The Ten Worst Habits of Preachers
My assumption in this list is a culture that values the preaching of scripture very highly. This of course should not be assumed at all! There are actually worse crimes than these that include doing violence to the text of scripture, or ignoring it altogether, or waffling and calling it ‘spirit-led’.
1. Merely ‘explaining/teaching the Bible’ and not preaching the living Word of God. (I think we should ban the phrase ‘we are now going to hear the Bible explained’. I don’t need it explained. I need it preached.)
2. Introducing us to the text and not to the issue addressed by the text.
3. Providing overelaborate explanations of the biblical-theological background to no great end.

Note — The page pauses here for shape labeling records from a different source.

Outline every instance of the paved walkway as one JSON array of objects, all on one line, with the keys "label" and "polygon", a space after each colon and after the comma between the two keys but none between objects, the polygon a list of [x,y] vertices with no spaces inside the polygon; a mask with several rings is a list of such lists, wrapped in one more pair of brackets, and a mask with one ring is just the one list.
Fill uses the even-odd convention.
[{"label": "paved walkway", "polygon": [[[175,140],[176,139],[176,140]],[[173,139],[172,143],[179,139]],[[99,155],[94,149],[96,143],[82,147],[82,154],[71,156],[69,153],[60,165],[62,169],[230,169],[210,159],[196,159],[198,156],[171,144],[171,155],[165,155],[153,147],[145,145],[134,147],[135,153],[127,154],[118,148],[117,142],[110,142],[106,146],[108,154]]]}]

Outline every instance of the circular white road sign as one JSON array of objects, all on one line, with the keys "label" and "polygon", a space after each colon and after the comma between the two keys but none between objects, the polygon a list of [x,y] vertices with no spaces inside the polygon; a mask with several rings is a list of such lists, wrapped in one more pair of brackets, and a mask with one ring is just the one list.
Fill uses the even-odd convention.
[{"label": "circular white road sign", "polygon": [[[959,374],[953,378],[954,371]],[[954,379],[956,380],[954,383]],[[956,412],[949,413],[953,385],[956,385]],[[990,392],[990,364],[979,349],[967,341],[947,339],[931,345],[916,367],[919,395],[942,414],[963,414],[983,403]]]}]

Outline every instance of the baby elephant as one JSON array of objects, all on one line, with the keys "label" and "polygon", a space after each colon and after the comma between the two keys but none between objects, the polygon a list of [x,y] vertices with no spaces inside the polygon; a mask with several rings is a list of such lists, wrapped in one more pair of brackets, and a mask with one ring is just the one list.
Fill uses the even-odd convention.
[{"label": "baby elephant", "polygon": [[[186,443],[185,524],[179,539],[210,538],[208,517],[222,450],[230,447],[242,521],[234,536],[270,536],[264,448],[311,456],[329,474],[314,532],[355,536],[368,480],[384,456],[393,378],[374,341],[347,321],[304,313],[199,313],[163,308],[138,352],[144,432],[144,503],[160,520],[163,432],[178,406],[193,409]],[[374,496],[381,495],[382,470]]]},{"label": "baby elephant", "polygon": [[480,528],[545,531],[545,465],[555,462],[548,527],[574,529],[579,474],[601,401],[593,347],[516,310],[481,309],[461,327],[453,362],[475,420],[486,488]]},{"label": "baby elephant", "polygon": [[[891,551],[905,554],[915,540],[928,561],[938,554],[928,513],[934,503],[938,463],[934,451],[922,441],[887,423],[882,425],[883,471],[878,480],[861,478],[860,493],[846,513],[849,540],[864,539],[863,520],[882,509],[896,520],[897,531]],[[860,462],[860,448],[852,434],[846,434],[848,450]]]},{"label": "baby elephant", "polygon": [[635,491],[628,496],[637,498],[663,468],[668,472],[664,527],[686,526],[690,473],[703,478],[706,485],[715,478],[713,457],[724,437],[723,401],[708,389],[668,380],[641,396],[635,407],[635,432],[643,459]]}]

4. Moralising from the Old Testament.
5. Reading every OT text immediately in terms of Christology without regard to its own particular context and meaning and purpose.
6. Speaking down to the congregation; assuming we are simpletons and do not read or think for ourselves. That our questions just need better information in order to answer them.
7. Getting Penal Substitution (or whatever the hot-button issue is for your church!) from every single text.
8. Illustrations that confuse more than illuminate. That’s…most of ’em.
9. Never referring to self and own Christian faith in sermon. (Of course, the opposite is worse: using the pulpit for autobiographical purposes. Yuck.)
10. Making ill-informed generalisations about culture/sociology from a knee-jerk conservative standpoint.
11. (sorry) Pop-psychologising.
From your perspective–either as the preacher or as the preached-to–what would you add to this list?